Last night I was so excited to see PVRIS live. They are one of my favourite bands and I booked the tickets months ago, waited patiently, sometimes impatiently, for this night. This was meant to be an amazing evening, one to remember, and it was, but for all the wrong reasons.
Me and my partner arrived at the venue three quarters of an hour late. When I was younger, I would arrive hours early and queue up to be right at the front of the gig. Getting older, I’m much less patient now, can’t stand for as long (even though I’m only 23 – sometimes I feel so much older!) and so usually do my best to skip the support acts. That night we entered on the final song of the first support act, but we stood and listened to the second (and I must admit they were both pretty good and I may even check the second act out on YouTube.)
We first stood at the back of the venue and at my small height of 5ft 3, I could not see anything. Tom, being a whole foot taller than me was fine, which would have been great if it weren’t for the fact that I love PVRIS and Tom was only there for me. On both sides of the venue is a set of stairs and on one a girl was sat down looking out through the bars. Bingo, I’ll be able to see over her!
We walk up the stairs and I stand behind her and her dad (who is actually taking up three steps, whilst everyone else has one each to themselves,) and every now and again I move forwards a little for people to get up and down the stairs behind me. He turns and gives me a dirty look, but I ignore it. Then he accuses me of pushing him and I apologise even though I know I haven’t touched him. He starts to stick his ass out, slowly pushing my partner back. My partner is confused but, like me, ignores him. He’s just happy that I can see.
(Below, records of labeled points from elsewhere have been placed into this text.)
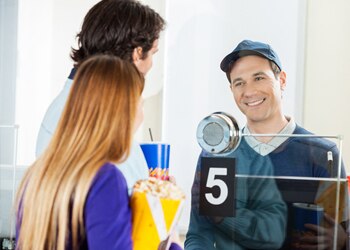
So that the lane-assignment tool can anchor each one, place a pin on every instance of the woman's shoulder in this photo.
(110, 178)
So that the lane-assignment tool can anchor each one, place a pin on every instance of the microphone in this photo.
(218, 133)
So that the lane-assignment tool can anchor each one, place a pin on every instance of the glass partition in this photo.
(292, 196)
(8, 184)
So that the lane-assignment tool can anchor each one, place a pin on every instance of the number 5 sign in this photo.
(217, 187)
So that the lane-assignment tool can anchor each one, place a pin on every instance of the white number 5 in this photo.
(211, 182)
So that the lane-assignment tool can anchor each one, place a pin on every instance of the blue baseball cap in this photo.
(247, 47)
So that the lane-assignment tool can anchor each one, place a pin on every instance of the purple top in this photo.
(107, 214)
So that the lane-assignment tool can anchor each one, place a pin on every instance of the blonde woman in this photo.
(73, 196)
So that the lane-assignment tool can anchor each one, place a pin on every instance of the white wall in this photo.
(194, 83)
(327, 79)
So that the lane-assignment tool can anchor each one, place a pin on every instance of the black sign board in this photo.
(217, 187)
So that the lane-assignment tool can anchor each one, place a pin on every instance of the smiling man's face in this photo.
(256, 90)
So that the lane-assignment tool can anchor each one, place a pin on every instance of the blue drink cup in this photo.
(157, 156)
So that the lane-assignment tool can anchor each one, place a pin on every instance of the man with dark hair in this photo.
(124, 28)
(257, 81)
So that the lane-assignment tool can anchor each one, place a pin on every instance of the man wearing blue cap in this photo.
(257, 82)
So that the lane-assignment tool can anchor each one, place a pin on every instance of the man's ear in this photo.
(283, 80)
(137, 54)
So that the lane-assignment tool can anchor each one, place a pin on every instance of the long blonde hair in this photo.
(96, 127)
I stand and watch the support act, waiting for PVRIS to come on and all of a sudden the man turns and starts shouting at me angrily. I’m confused as first because I can hardly hear him over the music. He’s shouting “how dare you!” at me. He’s accusing me of trying to push in front of him and his daughter, which is unfair because they were there first. I’m not really sure why he thinks I’m trying to push in front of them when all I’ve done is stood behind them to be in the only untaken place where I can actually see the stage. I assure him that I am by no means trying to steal their place, but he just keeps shouting at me, repeating the same things over and over again, pushing his body further and further back to budge us away again.
Tom is shaking with anger at this point and I try to calm the man down before Tom loses it, but he just won’t give up and keeps telling me off for something I haven’t done. Tom can’t take it any longer and loses his cool with the man. He says that we paid to go to this gig and so it’s only fair that I can actually see it and the man argues back that he paid too and he was here first. Now, I don’t really know what this man was expecting. I don’t really know if he’s aware of the lack of personal space you get at a gig, or if he’s just picking a fight and thinks I’m an easy target, because the second Tom gets involved he keeps telling Tom to “chill.”
I have to physically step in and get Tom to calm down, even though I’m shaking with anger myself and the man is turning it on us by saying it’s us who need to calm down. I’m not sure how far this would have escalated, if it not for the fact I took Tom and moved to another part of the stairs, behind another girl who was sitting so that I could see. It didn’t stop the man giving us dirty looks through the whole gig though.
To top it all of, while in my new place on the stairs, I sat down during a break between moving one band’s gear off the stage and replacing it with the second band’s instruments and I managed to get punched in the face. Not the old man luckily, or I think Tom may have gone into full on attack mode, but a random guy walking past who apologised straight away. He did knock my glasses off though, which fell down the stairs and annoyingly landed right at the other man’s feet. I made Tom go and get my glasses, as there was no way I was going near him again.
Turned out it wasn’t just me though, as another really short girl couldn’t see either and so she made her way up the stairs and behind the man’s daughter to look past her at the gig too. He didn’t start an argument with her, but once again he started pushing his ass out as far as he could to the point she was back against the banisters and ended up having to walk back down the steps and to a place where she couldn’t see anything.